Schooled in the modern field of structural linguistics, Gove believed that speech should guide usage, that rules obscured the reality of how language is used, and that dictionaries should describe rather than prescribe usage. He replaced the Second’s subjective usage labels with standard and nonstandard classifications and cut back on the application of the label slang. The idea was to let notes and quotations help to illustrate a word’s usage. Gove didn’t want to depend on the writing and speech of dead white males alone to do that. He quoted Mickey Spillane and Ethel Merman, the latter to illustrate (quite nicely) one sense of the transitive verb form of drain: “Matinee days are tough; two shows a day drain a girl.”
The Third triggered a full-on culture war, one that began with a poorly written Merriam press release touting the appearance of ain’t in the dictionary. Ain’t actually was in the Second, but Gove, and in some instances the Third itself, did a lousy job of explaining that the inclusion of a word—that is, an acknowledgment of its existence—did not amount to an endorsement of how it was used in speech or writing. The floodgates opened. Critics liberal and conservative alike attacked the Third as an assault on proper English, an air-raid siren of social and linguistic decay.
In a January 1962 Atlantic essay titled “Sabotage in Springfield,” Wilson Follett called the Third a “shock,” “a scandal and a disaster,” and “in many crucial particulars a very great calamity.” (Follett was appalled that hepcat was added while the names of the apostles were deleted.) The New York Times fulminated a dozen or so times against the book’s “permissiveness” and “informality”; in one editorial, it mockingly used unlabeled slang from the Third to urge the “passel of double-domes at the G. & C. Merriam Company joint” to stop the presses and start over. Writing in The New Yorker in March 1962, Dwight Macdonald compared the Third to the end of the world, and not entirely figuratively.

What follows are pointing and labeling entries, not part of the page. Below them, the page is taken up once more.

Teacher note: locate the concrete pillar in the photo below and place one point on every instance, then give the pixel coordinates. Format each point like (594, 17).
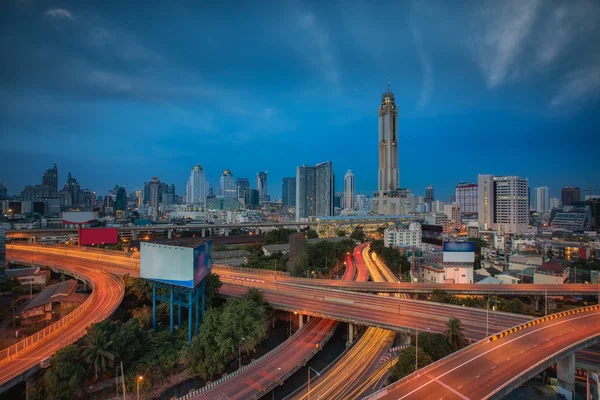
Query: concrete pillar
(350, 334)
(566, 376)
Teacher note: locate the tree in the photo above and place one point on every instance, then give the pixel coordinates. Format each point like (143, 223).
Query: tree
(65, 377)
(453, 334)
(98, 350)
(358, 234)
(406, 362)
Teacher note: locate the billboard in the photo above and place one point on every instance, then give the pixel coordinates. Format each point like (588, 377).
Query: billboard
(461, 252)
(98, 236)
(176, 265)
(432, 234)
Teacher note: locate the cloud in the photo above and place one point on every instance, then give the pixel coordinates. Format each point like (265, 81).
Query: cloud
(426, 68)
(322, 53)
(503, 28)
(60, 13)
(580, 85)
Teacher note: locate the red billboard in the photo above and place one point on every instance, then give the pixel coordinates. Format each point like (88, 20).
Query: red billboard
(98, 236)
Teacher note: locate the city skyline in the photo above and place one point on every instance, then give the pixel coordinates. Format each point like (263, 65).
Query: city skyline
(112, 93)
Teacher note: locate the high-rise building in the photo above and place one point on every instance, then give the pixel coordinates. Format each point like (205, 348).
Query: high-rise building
(288, 191)
(227, 188)
(569, 195)
(306, 177)
(325, 189)
(429, 195)
(121, 200)
(541, 199)
(466, 196)
(241, 185)
(197, 187)
(389, 199)
(503, 203)
(261, 186)
(349, 190)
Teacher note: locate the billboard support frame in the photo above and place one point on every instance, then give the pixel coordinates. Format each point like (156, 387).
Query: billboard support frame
(190, 298)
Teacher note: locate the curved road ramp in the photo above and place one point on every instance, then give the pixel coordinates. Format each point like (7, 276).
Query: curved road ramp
(496, 365)
(22, 359)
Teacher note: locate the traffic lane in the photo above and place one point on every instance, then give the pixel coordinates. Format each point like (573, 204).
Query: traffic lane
(108, 294)
(484, 367)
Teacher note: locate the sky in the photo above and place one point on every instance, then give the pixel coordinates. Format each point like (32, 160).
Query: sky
(117, 93)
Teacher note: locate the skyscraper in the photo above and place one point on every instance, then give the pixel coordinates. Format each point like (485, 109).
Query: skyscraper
(348, 190)
(197, 187)
(503, 203)
(288, 191)
(261, 186)
(305, 191)
(569, 195)
(429, 194)
(325, 190)
(466, 196)
(241, 185)
(227, 188)
(541, 198)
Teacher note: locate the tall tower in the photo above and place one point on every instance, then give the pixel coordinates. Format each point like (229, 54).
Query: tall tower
(349, 190)
(389, 175)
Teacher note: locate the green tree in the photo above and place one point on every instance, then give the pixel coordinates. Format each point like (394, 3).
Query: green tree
(97, 350)
(454, 334)
(65, 377)
(406, 362)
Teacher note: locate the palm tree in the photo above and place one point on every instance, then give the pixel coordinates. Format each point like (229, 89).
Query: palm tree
(454, 334)
(97, 350)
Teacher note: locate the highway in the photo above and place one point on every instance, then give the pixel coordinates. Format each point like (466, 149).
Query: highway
(482, 370)
(109, 290)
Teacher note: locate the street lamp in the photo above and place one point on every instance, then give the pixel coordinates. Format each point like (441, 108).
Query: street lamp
(316, 372)
(140, 378)
(417, 349)
(273, 391)
(240, 353)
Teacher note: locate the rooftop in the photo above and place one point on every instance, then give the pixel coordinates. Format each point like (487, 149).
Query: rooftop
(53, 293)
(179, 242)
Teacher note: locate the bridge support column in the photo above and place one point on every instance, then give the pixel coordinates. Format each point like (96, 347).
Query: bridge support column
(350, 334)
(566, 376)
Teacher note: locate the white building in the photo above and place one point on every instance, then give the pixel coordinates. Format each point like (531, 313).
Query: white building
(197, 187)
(503, 203)
(348, 190)
(541, 199)
(403, 237)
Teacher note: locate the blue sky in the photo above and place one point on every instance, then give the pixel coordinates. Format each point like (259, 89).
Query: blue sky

“Philip Gove called the English language ‘an instrument of the people.’ He said Webster’s Third should have ‘no traffic’ with artificial distinctions of correctness in the language,” David Skinner, the author of The Story of Ain’t: America, Its Language, and the Most Controversial Dictionary Ever Published, said on Slate’s language podcast Lexicon Valley in 2012. “These are fighting words. It’s like he was taking an ax to Webster’s Second. It’s like he was taking an ax to a stack of classroom textbooks that since the 18th century had been upholding the rules on ‘shall’ and ‘will’ and ‘imply’ and ‘infer’ and hundreds of other subtle linguistic niceties.”

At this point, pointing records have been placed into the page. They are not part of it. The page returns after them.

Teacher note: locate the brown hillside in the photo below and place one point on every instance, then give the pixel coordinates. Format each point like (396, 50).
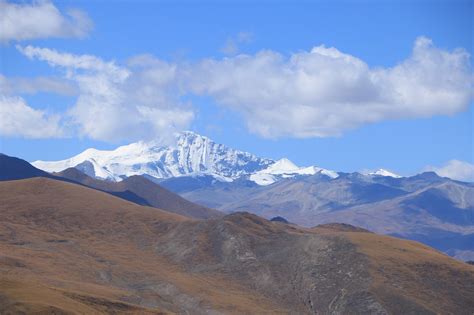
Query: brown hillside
(65, 248)
(143, 191)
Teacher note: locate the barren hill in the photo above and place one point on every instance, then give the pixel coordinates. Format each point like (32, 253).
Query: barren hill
(66, 248)
(140, 190)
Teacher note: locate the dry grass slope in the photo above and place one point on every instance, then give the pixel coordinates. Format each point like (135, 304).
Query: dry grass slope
(66, 249)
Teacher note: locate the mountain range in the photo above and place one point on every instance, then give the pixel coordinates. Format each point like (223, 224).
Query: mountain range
(426, 207)
(66, 248)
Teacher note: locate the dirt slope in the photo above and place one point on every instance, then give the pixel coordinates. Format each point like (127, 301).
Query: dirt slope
(87, 250)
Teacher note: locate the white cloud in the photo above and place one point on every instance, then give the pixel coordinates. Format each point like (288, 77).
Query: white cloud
(317, 93)
(119, 103)
(324, 92)
(18, 119)
(21, 85)
(455, 169)
(40, 19)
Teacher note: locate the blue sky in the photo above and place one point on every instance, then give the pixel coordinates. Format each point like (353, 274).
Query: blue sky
(382, 34)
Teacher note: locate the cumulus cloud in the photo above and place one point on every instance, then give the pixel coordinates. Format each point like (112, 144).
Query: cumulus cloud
(455, 169)
(40, 19)
(20, 85)
(19, 119)
(324, 92)
(317, 93)
(117, 102)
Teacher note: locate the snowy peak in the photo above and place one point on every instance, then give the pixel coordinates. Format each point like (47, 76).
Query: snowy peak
(284, 168)
(383, 172)
(190, 154)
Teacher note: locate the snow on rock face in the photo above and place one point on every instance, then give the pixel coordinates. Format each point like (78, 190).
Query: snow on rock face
(284, 168)
(192, 154)
(382, 172)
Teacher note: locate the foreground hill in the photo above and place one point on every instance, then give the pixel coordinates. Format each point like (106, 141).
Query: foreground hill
(136, 189)
(437, 211)
(144, 192)
(68, 248)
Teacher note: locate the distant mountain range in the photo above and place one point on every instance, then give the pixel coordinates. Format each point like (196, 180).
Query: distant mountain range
(66, 248)
(435, 210)
(190, 155)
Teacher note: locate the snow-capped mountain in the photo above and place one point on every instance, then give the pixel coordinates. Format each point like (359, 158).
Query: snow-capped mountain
(284, 168)
(191, 154)
(383, 172)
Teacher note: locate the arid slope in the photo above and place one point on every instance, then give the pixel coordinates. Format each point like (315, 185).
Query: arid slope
(70, 249)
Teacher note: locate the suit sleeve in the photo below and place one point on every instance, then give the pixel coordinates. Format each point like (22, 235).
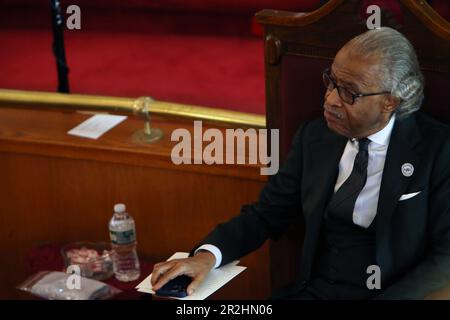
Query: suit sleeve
(277, 207)
(433, 272)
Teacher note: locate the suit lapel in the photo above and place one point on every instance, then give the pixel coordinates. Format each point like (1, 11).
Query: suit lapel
(321, 169)
(405, 136)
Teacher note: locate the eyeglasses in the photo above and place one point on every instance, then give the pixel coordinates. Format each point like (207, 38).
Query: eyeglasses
(346, 95)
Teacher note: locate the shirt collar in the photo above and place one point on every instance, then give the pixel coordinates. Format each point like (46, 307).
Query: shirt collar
(383, 136)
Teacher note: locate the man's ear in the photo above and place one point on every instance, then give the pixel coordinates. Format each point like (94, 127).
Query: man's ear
(390, 103)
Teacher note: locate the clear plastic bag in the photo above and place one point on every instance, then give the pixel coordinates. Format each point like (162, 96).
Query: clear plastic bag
(54, 285)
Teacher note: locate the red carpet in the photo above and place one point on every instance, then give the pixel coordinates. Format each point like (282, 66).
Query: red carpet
(194, 52)
(224, 72)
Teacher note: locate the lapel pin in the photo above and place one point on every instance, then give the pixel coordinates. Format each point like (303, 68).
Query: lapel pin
(407, 169)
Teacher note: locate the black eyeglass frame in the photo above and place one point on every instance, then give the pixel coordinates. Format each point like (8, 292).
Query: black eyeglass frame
(327, 73)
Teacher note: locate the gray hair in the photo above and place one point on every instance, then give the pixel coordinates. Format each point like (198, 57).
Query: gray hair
(400, 68)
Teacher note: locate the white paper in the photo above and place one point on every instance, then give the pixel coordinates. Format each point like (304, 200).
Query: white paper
(96, 125)
(216, 279)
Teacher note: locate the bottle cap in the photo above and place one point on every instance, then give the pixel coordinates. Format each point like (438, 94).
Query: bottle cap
(120, 207)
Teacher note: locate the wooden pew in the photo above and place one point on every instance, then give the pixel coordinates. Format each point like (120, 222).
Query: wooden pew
(57, 188)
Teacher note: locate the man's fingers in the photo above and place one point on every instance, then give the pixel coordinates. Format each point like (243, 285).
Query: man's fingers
(167, 276)
(159, 270)
(194, 284)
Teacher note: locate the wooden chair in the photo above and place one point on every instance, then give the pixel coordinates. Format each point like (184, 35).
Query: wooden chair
(299, 46)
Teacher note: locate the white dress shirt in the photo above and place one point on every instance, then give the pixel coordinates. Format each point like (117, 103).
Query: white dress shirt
(367, 201)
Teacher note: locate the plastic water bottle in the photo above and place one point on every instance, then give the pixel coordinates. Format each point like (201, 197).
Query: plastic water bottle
(122, 232)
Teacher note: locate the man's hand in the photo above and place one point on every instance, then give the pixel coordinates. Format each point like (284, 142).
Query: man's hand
(196, 267)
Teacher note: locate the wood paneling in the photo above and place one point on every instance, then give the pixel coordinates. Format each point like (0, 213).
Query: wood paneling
(59, 188)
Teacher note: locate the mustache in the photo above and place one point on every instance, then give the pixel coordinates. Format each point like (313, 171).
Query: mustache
(333, 111)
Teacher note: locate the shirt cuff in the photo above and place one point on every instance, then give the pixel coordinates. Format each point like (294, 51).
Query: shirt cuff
(214, 250)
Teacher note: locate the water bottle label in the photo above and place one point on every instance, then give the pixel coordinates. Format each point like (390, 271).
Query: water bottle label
(122, 237)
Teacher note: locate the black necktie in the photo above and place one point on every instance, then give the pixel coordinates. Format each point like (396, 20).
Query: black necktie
(342, 203)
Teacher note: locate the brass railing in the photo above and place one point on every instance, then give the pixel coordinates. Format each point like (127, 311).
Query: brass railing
(35, 99)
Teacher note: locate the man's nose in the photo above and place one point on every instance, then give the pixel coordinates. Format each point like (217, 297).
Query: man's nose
(332, 98)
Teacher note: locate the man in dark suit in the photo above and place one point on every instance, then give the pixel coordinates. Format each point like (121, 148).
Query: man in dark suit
(371, 180)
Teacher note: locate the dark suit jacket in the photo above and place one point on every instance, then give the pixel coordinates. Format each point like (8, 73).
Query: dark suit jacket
(412, 236)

Maybe the uproar reflected post-Sputnik insecurity about America’s place in the world, or worries that racial tensions and longhaired beatniks (a new word, defined fantastically, in the Third) would topple the old order. Or maybe it reflected concern that established institutions—Merriam-Webster among them—could no longer be trusted. Whatever its origins, the furor was mostly misguided. Critics frequently decried words and usages from the Third that were also in the Second. The debate continued in popular media for years, even into the new century. (In a 2001 cri de coeur in Harper’s against what he viewed as permissive usage, David Foster Wallace attacked the “notoriously liberal” Third—and repeated mistakes made by Gove’s critics. The Third, he wrote, “included such terms as heighth and irregardless without any monitory labels on them.” The former was labeled chiefly dialectal and the latter nonstandard.)

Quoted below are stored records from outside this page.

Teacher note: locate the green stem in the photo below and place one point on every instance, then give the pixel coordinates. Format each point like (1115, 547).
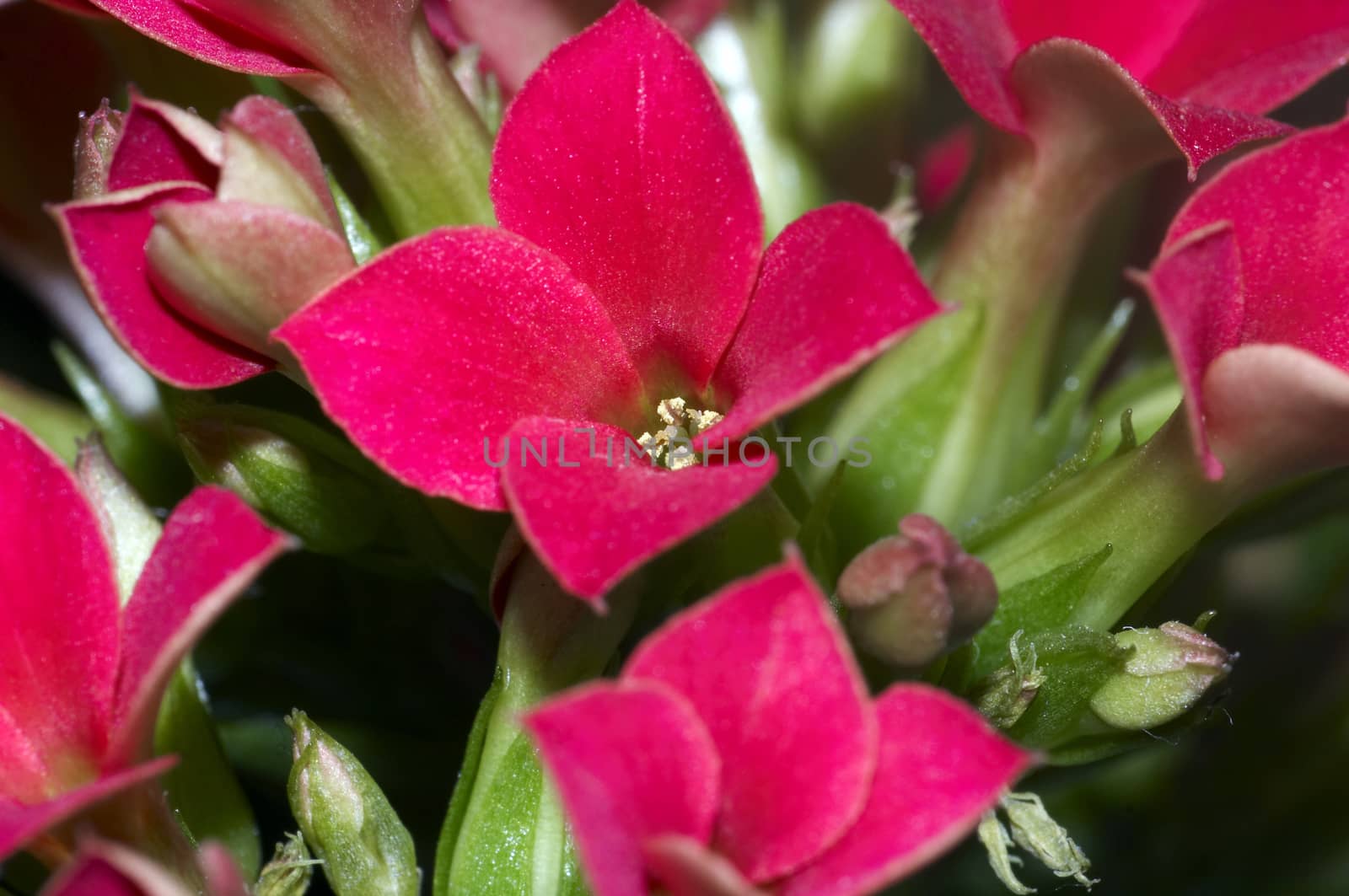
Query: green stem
(424, 148)
(1005, 271)
(1150, 505)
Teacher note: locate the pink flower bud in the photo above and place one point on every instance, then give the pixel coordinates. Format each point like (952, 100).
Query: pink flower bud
(916, 595)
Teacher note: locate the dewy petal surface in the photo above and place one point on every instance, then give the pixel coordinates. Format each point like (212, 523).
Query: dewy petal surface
(620, 158)
(105, 239)
(191, 29)
(58, 613)
(449, 341)
(211, 550)
(941, 767)
(764, 662)
(836, 290)
(1205, 69)
(159, 143)
(1260, 255)
(632, 760)
(594, 523)
(20, 824)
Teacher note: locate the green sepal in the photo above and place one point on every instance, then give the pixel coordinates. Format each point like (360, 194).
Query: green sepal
(1036, 606)
(1011, 510)
(145, 456)
(1051, 436)
(361, 236)
(1076, 662)
(202, 788)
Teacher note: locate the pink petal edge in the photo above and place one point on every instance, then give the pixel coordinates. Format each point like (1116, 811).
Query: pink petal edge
(213, 545)
(595, 523)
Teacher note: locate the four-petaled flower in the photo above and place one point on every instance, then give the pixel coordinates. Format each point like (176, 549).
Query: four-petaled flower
(629, 270)
(1252, 287)
(83, 678)
(739, 754)
(200, 240)
(1193, 73)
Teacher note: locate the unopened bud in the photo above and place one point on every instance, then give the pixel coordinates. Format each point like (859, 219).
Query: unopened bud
(1171, 669)
(916, 595)
(1007, 694)
(289, 871)
(301, 476)
(346, 818)
(99, 135)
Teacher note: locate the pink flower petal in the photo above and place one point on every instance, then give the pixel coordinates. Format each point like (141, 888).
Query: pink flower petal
(19, 824)
(1069, 87)
(984, 45)
(834, 293)
(271, 125)
(764, 662)
(941, 768)
(223, 875)
(58, 614)
(620, 157)
(943, 168)
(631, 760)
(688, 868)
(191, 29)
(447, 341)
(159, 142)
(211, 550)
(240, 269)
(595, 518)
(1260, 255)
(105, 239)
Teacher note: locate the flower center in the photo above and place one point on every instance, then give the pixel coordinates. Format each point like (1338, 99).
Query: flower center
(672, 443)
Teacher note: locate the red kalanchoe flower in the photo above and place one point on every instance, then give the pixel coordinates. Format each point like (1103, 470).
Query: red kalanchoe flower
(1252, 287)
(83, 678)
(196, 242)
(629, 271)
(1197, 72)
(101, 868)
(739, 749)
(517, 35)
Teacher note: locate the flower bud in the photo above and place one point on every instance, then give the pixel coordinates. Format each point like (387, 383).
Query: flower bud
(916, 595)
(1170, 671)
(289, 871)
(99, 135)
(346, 818)
(304, 478)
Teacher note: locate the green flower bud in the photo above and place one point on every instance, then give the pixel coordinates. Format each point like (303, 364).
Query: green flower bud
(1171, 669)
(289, 871)
(1007, 693)
(301, 476)
(916, 595)
(346, 818)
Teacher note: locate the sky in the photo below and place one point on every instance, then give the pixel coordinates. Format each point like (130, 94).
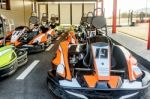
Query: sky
(125, 5)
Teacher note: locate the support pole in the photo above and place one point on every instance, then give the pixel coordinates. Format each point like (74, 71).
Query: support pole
(102, 6)
(148, 43)
(97, 7)
(114, 16)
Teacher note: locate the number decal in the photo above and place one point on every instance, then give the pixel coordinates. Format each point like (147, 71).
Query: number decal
(104, 53)
(101, 53)
(97, 52)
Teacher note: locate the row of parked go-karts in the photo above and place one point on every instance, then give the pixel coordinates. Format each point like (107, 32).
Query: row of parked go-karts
(89, 65)
(16, 44)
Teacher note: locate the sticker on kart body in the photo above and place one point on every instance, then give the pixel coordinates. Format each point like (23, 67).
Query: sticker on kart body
(101, 54)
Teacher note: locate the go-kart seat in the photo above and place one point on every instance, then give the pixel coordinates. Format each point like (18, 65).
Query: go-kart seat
(119, 63)
(98, 38)
(44, 29)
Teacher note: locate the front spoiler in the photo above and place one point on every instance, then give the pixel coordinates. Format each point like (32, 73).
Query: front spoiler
(8, 69)
(22, 60)
(33, 48)
(12, 67)
(69, 92)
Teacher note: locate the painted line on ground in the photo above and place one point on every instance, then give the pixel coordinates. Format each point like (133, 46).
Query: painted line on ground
(58, 38)
(49, 48)
(26, 72)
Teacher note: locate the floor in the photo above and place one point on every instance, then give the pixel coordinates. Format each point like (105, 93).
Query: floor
(139, 31)
(34, 85)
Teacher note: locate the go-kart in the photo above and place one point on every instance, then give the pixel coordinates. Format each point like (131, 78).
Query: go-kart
(10, 57)
(33, 40)
(96, 69)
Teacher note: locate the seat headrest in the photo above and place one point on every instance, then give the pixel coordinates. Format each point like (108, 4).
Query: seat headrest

According to Herbert C. Morton’s The Story of Webster’s Third: Philip Gove’s Controversial Dictionary and Its Critics, Time Inc. became interested in buying Merriam and republishing the Third, marking with an asterisk words it considered objectionable. The book and magazine publisher American Heritage mounted a hostile takeover attempt, its president telling the New York Herald-Tribune that the Third was an “affront” to “sound scholarly principles.” That failed; in 1964, Merriam was acquired in a friendly deal by its current owner, Encyclopaedia Britannica. So American Heritage created a competing big book, 1969’s American Heritage Dictionary of the English Language, complete with a usage panel of more than 100 editors, journalists, and professors, including Wilson Follett, Dwight Macdonald, and other fervent critics of the Third. Random House also published an unabridged dictionary, in 1966.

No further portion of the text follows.